Airbnb em Santos: o STJ bateu o martelo e o síndico ganhou um aliado poderoso
Tem um papo que rola muito em grupo de WhatsApp de condomínio. Alguém anuncia o apartamento no Airbnb, o vizinho reclama, aí vem o argumento: o apartamento é meu, faço o que quiser.
Para quem gostava de usar essa frase, temos uma má notícia.

No dia 7 de maio de 2026, a Segunda Seção do Superior Tribunal de Justiça decidiu que aluguel de curta duração em condomínio residencial só pode existir com aprovação de dois terços de todos os proprietários em assembleia. Não dos presentes na reunião. De todos. E com alteração formal na convenção do condomínio. Sem isso, o Airbnb está proibido.

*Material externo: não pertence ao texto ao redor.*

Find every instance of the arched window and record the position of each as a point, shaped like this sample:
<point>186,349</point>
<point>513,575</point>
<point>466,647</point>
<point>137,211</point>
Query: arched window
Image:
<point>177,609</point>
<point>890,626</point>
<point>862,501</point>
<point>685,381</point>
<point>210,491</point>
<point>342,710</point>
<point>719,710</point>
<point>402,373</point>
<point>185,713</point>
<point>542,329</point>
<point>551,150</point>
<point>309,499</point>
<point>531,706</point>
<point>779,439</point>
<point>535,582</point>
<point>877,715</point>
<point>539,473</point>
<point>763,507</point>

Uma cidade de apartamentos vazios
Santos não é qualquer cidade nesse debate. É a mais verticalizada do Brasil, com milhares de unidades empilhadas ao longo da orla. Cerca de 20.800 apartamentos estão vazios. A população caiu 0,2% entre 2010 e 2022, enquanto o número de domicílios cresceu quase 18%. A cidade tem cada vez mais apartamentos e cada vez menos gente morando neles de verdade.

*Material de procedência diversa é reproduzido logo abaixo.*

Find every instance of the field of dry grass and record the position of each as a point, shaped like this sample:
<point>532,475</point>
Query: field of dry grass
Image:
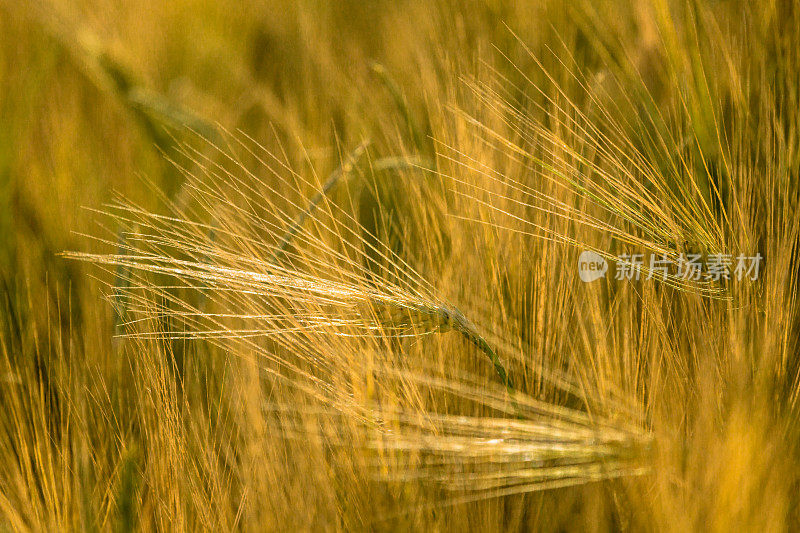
<point>309,265</point>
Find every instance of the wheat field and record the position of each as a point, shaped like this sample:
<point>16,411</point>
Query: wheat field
<point>486,265</point>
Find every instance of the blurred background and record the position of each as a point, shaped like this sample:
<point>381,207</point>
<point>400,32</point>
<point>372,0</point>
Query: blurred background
<point>96,97</point>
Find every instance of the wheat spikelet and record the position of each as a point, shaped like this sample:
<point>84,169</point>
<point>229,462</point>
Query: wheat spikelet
<point>320,317</point>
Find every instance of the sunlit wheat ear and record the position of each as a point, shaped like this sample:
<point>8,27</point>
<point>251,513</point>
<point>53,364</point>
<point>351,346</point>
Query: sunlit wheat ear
<point>525,447</point>
<point>579,178</point>
<point>320,285</point>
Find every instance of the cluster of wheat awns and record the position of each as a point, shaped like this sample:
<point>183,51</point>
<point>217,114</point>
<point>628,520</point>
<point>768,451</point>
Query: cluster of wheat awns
<point>252,267</point>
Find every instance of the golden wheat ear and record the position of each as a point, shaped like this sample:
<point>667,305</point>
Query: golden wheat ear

Nesse cenário, o Airbnb virou parte da renda de muita gente. Especialmente na orla da praia, onde o aluguel de temporada ajudava a pagar o financiamento. Esse cálculo mudou de figura.

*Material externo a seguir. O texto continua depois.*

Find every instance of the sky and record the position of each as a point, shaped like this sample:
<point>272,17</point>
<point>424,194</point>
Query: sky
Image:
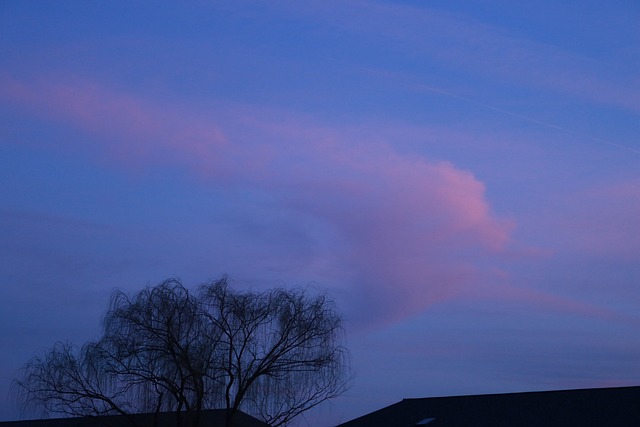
<point>461,176</point>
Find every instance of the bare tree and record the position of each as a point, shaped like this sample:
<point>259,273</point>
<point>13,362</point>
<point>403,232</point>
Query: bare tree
<point>282,350</point>
<point>273,354</point>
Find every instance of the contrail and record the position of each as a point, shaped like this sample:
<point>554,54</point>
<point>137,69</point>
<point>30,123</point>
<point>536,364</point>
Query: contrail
<point>526,118</point>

A zona cinzenta que o STJ fechou
O Airbnb cresceu durante anos numa brecha legal. Não era aluguel residencial tradicional porque durava dias, não meses. Não era hotel porque era feito por particulares. Ficou nesse limbo enquanto os conflitos se acumulavam nos condomínios do país inteiro.
O STJ encerrou a ambiguidade: quando a locação é frequente, organizada e impessoal, ela tem natureza comercial. E uso comercial em condomínio residencial precisa de autorização expressa. Mais do que isso, a convenção que prevê uso exclusivamente residencial já basta para proibir o Airbnb, mesmo sem mencionar a plataforma em nenhum momento.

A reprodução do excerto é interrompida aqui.